As crianças têm belas antenas. Muito antes de uma conversa, você percebeu que algo não é o que deveria ser. Mas as crianças sensíveis, em particular, raramente fazem perguntas por iniciativa própria. Eles descobrem que seus pais estão preocupados e tensos. Então, eles se retiram e se isolam. Freqüentemente, os filhos e seus pais realmente desabrocham quando um assunto difícil é discutido. O clima na família melhora, os filhos ficam mais calmos e seguros. Você tem mais confiança, faz mais perguntas – não apenas sobre o segredo original da família. Você fica mais relaxado e tem nova coragem para explorar o mundo. Antes disso, a energia era necessária para ficar parada. Agora fica livre para o espírito de descoberta. Isso também influencia o sucesso da escola e a implementação de outras metas.

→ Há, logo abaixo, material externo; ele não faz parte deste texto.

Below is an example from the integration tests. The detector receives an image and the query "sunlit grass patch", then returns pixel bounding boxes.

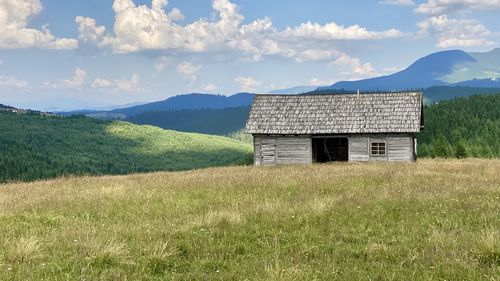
[0,159,500,280]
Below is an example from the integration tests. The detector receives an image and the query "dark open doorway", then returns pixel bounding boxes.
[312,138,349,163]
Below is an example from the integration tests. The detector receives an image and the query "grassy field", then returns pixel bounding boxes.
[0,111,252,183]
[0,159,500,280]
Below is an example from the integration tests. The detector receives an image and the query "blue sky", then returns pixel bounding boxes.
[0,0,500,110]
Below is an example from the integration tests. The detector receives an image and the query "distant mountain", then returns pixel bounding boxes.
[306,86,500,104]
[0,103,17,110]
[269,86,318,95]
[110,93,253,117]
[319,49,500,91]
[452,79,500,88]
[126,106,250,135]
[322,50,475,91]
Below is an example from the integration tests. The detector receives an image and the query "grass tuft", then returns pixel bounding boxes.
[5,236,43,264]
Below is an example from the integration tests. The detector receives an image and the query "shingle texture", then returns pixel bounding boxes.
[246,92,422,135]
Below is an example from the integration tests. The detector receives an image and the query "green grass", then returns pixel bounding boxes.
[0,111,252,182]
[0,159,500,280]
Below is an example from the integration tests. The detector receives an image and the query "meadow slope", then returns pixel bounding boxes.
[0,159,500,280]
[0,111,252,182]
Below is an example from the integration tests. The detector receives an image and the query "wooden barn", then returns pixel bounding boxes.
[246,92,424,166]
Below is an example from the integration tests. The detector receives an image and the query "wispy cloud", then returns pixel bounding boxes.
[0,0,78,49]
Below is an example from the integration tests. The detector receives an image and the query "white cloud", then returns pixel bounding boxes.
[75,16,106,44]
[177,61,203,81]
[44,67,87,89]
[0,76,28,89]
[234,76,262,92]
[329,53,377,79]
[92,78,114,88]
[154,56,171,72]
[418,15,495,48]
[292,49,339,62]
[77,0,404,63]
[282,22,404,40]
[168,8,185,21]
[92,74,142,93]
[0,0,78,49]
[114,74,142,93]
[415,0,500,15]
[380,0,416,6]
[309,78,335,87]
[202,83,218,92]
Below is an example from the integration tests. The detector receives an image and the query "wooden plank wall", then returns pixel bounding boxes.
[254,135,312,166]
[386,134,415,162]
[254,134,416,166]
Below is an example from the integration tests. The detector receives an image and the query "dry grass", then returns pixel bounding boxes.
[0,159,500,280]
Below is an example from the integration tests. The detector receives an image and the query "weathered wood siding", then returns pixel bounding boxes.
[254,134,416,166]
[254,135,312,166]
[349,134,416,162]
[386,135,415,162]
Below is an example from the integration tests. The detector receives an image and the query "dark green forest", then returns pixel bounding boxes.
[417,94,500,158]
[0,110,252,182]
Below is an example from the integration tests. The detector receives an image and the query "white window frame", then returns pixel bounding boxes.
[370,141,387,157]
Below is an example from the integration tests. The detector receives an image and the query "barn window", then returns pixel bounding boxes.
[371,142,385,156]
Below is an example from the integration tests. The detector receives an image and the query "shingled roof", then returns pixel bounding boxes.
[245,92,422,135]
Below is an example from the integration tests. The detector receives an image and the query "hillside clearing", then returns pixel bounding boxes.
[0,111,252,182]
[0,159,500,280]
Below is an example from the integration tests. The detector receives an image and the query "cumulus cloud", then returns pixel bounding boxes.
[75,16,106,44]
[380,0,416,6]
[44,67,87,89]
[283,22,404,40]
[309,78,335,87]
[114,74,142,93]
[154,56,171,72]
[234,76,262,92]
[0,76,28,89]
[415,0,500,15]
[0,0,78,49]
[201,83,218,92]
[92,74,141,93]
[77,0,404,62]
[177,61,203,81]
[418,15,495,48]
[92,78,114,88]
[329,53,377,79]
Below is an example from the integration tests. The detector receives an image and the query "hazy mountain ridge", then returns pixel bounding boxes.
[319,49,500,91]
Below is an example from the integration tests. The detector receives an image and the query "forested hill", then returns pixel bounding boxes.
[0,103,16,110]
[127,106,250,135]
[0,110,252,182]
[418,94,500,158]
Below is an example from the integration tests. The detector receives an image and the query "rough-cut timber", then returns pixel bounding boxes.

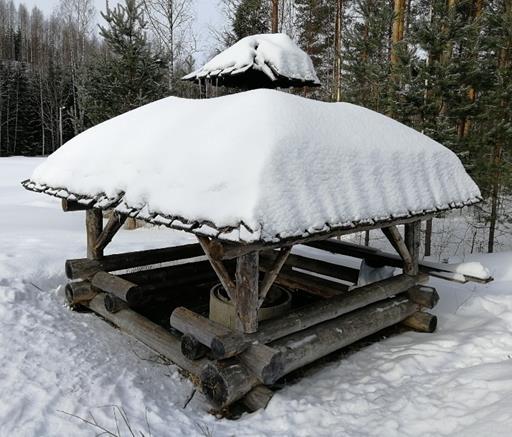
[86,208,103,258]
[86,293,206,376]
[403,311,437,333]
[242,385,274,411]
[171,307,250,359]
[258,246,292,308]
[64,281,98,305]
[233,252,259,333]
[183,275,415,359]
[94,211,128,252]
[66,244,204,279]
[272,296,418,374]
[305,239,492,283]
[201,296,418,408]
[382,226,417,272]
[404,220,421,276]
[407,285,439,309]
[261,264,349,298]
[197,237,236,302]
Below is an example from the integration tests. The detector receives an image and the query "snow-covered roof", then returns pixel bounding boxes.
[183,33,320,88]
[24,90,480,242]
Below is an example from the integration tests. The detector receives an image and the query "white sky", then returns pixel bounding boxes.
[14,0,224,63]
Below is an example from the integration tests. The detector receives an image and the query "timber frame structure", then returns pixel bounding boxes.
[50,199,490,410]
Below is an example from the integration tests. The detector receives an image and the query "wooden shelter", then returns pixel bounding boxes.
[23,61,490,408]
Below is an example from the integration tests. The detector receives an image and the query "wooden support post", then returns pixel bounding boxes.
[61,199,91,212]
[404,220,421,276]
[382,226,414,272]
[64,281,98,305]
[94,211,127,253]
[86,293,207,376]
[85,208,103,259]
[258,246,292,308]
[402,311,437,333]
[233,252,259,333]
[66,244,204,279]
[197,236,236,302]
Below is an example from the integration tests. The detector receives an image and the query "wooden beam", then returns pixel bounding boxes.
[170,275,415,359]
[236,252,260,333]
[61,199,91,212]
[86,293,207,376]
[66,244,204,279]
[197,236,236,302]
[306,240,492,283]
[85,208,103,259]
[64,281,98,305]
[258,246,292,308]
[94,211,128,252]
[263,267,349,299]
[260,251,359,284]
[200,296,418,408]
[211,213,438,260]
[382,226,414,271]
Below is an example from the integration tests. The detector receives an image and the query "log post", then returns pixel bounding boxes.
[233,252,259,333]
[64,281,98,305]
[94,211,128,253]
[85,208,103,259]
[404,220,421,276]
[402,311,437,333]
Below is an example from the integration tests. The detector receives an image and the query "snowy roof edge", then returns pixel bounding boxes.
[21,179,483,244]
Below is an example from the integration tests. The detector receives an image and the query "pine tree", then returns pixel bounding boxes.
[233,0,270,42]
[86,0,166,124]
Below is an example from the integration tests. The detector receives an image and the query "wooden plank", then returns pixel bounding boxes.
[258,246,292,308]
[197,236,236,302]
[306,240,492,283]
[84,208,103,258]
[200,296,418,408]
[232,252,260,333]
[86,293,207,376]
[171,275,415,359]
[260,251,359,284]
[65,244,204,279]
[94,211,128,252]
[212,213,438,259]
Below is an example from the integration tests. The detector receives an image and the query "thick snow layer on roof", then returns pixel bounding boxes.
[183,33,320,84]
[29,90,480,241]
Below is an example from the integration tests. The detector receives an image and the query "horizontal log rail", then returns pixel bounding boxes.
[305,240,492,283]
[65,244,204,279]
[200,296,418,408]
[170,275,416,359]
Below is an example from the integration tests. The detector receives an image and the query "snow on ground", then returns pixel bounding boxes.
[0,158,512,437]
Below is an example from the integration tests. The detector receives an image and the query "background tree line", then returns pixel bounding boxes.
[0,0,512,251]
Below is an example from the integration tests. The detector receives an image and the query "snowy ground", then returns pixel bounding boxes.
[0,158,512,437]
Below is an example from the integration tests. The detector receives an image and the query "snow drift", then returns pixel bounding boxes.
[25,90,480,241]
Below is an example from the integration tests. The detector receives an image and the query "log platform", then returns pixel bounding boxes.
[63,212,468,411]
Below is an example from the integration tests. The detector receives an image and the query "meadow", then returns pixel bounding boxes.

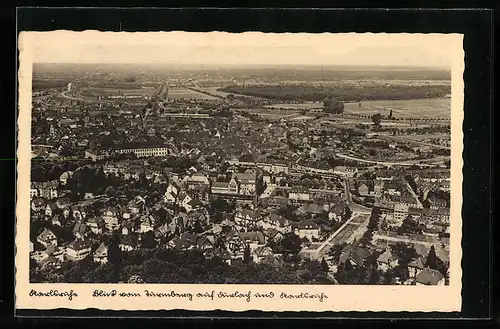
[168,87,216,99]
[344,98,451,118]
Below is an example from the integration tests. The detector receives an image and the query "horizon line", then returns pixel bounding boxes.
[33,62,452,71]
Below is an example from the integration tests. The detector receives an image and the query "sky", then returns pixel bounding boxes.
[20,31,461,68]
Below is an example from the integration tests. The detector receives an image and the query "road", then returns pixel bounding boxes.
[317,213,368,259]
[379,135,451,150]
[337,154,449,167]
[373,234,439,246]
[61,90,83,101]
[406,182,423,208]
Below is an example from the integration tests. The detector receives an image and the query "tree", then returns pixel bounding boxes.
[372,113,382,127]
[359,230,373,247]
[398,216,422,234]
[281,232,302,254]
[321,258,330,273]
[425,246,438,270]
[243,245,252,264]
[323,98,344,114]
[391,242,418,265]
[108,232,122,264]
[104,186,116,196]
[342,206,352,221]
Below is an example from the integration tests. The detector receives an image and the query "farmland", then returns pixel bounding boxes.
[168,87,216,99]
[264,102,323,110]
[344,98,451,118]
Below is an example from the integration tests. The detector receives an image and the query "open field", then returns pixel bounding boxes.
[200,87,251,98]
[399,134,450,141]
[344,98,451,118]
[79,88,156,97]
[168,87,216,99]
[264,102,323,110]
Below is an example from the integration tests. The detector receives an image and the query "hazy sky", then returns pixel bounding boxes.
[20,31,461,68]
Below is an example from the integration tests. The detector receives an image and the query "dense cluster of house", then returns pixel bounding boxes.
[30,86,450,285]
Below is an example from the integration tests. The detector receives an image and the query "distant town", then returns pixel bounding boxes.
[30,64,451,285]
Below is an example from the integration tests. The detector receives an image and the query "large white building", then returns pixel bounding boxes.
[393,203,409,226]
[116,146,172,158]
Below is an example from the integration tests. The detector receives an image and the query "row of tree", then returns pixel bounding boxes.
[221,83,451,102]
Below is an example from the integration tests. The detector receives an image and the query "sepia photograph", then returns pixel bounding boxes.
[17,31,463,312]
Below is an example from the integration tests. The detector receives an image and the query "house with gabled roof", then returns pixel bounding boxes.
[56,197,71,209]
[234,209,262,230]
[31,198,46,212]
[59,171,75,185]
[94,242,108,264]
[415,268,445,286]
[163,181,181,204]
[139,214,158,234]
[196,235,215,251]
[36,228,57,247]
[73,221,87,239]
[66,239,92,261]
[184,199,203,213]
[45,203,60,217]
[339,244,373,267]
[239,231,266,251]
[168,236,195,250]
[295,219,321,241]
[44,244,66,262]
[120,219,137,236]
[288,186,311,201]
[261,213,292,234]
[86,217,104,234]
[212,248,232,265]
[102,207,121,231]
[408,256,427,278]
[177,191,193,211]
[118,234,138,252]
[377,249,399,272]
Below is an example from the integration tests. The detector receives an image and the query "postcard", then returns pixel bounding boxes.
[15,30,464,312]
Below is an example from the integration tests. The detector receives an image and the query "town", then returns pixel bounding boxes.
[30,63,451,285]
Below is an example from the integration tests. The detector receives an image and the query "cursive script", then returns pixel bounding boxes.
[30,289,78,300]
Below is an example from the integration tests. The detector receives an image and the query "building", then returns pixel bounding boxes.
[393,203,410,226]
[36,228,57,247]
[164,182,180,204]
[333,166,358,178]
[66,240,91,261]
[94,242,108,264]
[85,150,110,161]
[415,268,445,286]
[262,213,292,234]
[257,162,290,175]
[211,182,233,194]
[234,209,262,229]
[115,146,172,158]
[30,180,59,200]
[288,187,311,201]
[408,256,427,279]
[295,219,321,241]
[229,173,257,195]
[377,249,399,272]
[59,171,74,185]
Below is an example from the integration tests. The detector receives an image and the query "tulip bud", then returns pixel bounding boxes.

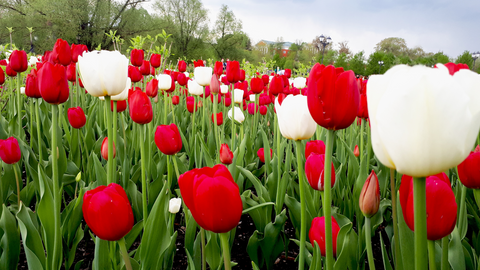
[168,198,182,214]
[100,137,117,160]
[359,170,380,218]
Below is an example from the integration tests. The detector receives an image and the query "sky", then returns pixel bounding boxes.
[194,0,480,59]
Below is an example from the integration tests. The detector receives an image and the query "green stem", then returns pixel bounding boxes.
[442,235,450,270]
[323,129,335,270]
[428,240,437,270]
[117,237,132,270]
[390,169,400,269]
[295,141,307,270]
[413,177,428,270]
[219,233,232,270]
[365,217,375,270]
[140,126,148,222]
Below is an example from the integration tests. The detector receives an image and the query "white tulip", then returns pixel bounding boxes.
[187,80,203,96]
[233,89,244,104]
[78,51,129,97]
[227,106,245,124]
[367,64,480,177]
[275,95,317,141]
[112,78,132,101]
[168,198,182,214]
[157,74,172,90]
[220,85,228,94]
[293,77,307,89]
[193,67,213,86]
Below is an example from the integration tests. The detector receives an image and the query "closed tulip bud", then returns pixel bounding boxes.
[0,137,22,164]
[37,62,69,104]
[168,198,182,214]
[178,164,243,233]
[359,170,380,218]
[399,173,457,241]
[67,107,87,129]
[25,69,42,98]
[193,67,213,86]
[178,60,187,72]
[78,51,130,97]
[82,183,134,241]
[70,44,88,63]
[150,53,162,68]
[220,143,233,165]
[8,50,28,72]
[146,79,158,97]
[458,145,480,189]
[308,217,340,257]
[305,153,335,191]
[155,124,182,155]
[53,38,72,66]
[227,106,245,124]
[100,137,117,160]
[275,95,317,141]
[130,49,144,67]
[128,90,153,125]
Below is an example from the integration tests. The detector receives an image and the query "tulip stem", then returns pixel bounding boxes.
[413,177,428,270]
[323,129,335,270]
[294,141,307,270]
[365,217,375,270]
[140,126,148,222]
[117,237,132,270]
[442,235,450,270]
[219,232,232,270]
[390,169,400,269]
[428,240,437,270]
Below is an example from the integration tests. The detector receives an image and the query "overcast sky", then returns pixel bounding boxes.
[197,0,480,58]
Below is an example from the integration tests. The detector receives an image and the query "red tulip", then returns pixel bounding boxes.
[178,164,243,233]
[140,60,150,76]
[399,173,457,240]
[37,62,69,104]
[110,100,127,113]
[100,137,117,160]
[70,44,88,63]
[53,38,72,66]
[155,124,182,155]
[226,61,240,83]
[150,53,162,68]
[257,148,273,163]
[359,170,380,217]
[67,63,77,82]
[146,79,158,97]
[212,112,223,126]
[68,107,87,129]
[268,75,284,96]
[8,50,28,72]
[458,145,480,189]
[220,143,233,165]
[25,69,42,98]
[305,153,335,191]
[308,217,340,257]
[128,90,153,125]
[213,61,223,77]
[178,60,187,72]
[0,137,22,164]
[307,63,360,130]
[130,49,144,67]
[128,66,143,83]
[172,96,180,105]
[305,140,325,159]
[82,183,134,241]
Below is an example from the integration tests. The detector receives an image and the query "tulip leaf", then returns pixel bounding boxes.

5. Fique ligado dirija seus próprios sentimentos

Você encontrou forças para abordar o tópico difícil? Parabéns, foi um grande passo! Agora é hora de continuar. Deixe a nova verdade fluir para a vida cotidiana repetidas vezes. Isso mostra que você leva a sério a abertura. Mantenha seus sentimentos, incluindo seus medos. Fale por conta própria e explique como você lidará com isso. Isso ajudará seu filho a classificar suas próprias emoções e desenvolver uma bússola interna.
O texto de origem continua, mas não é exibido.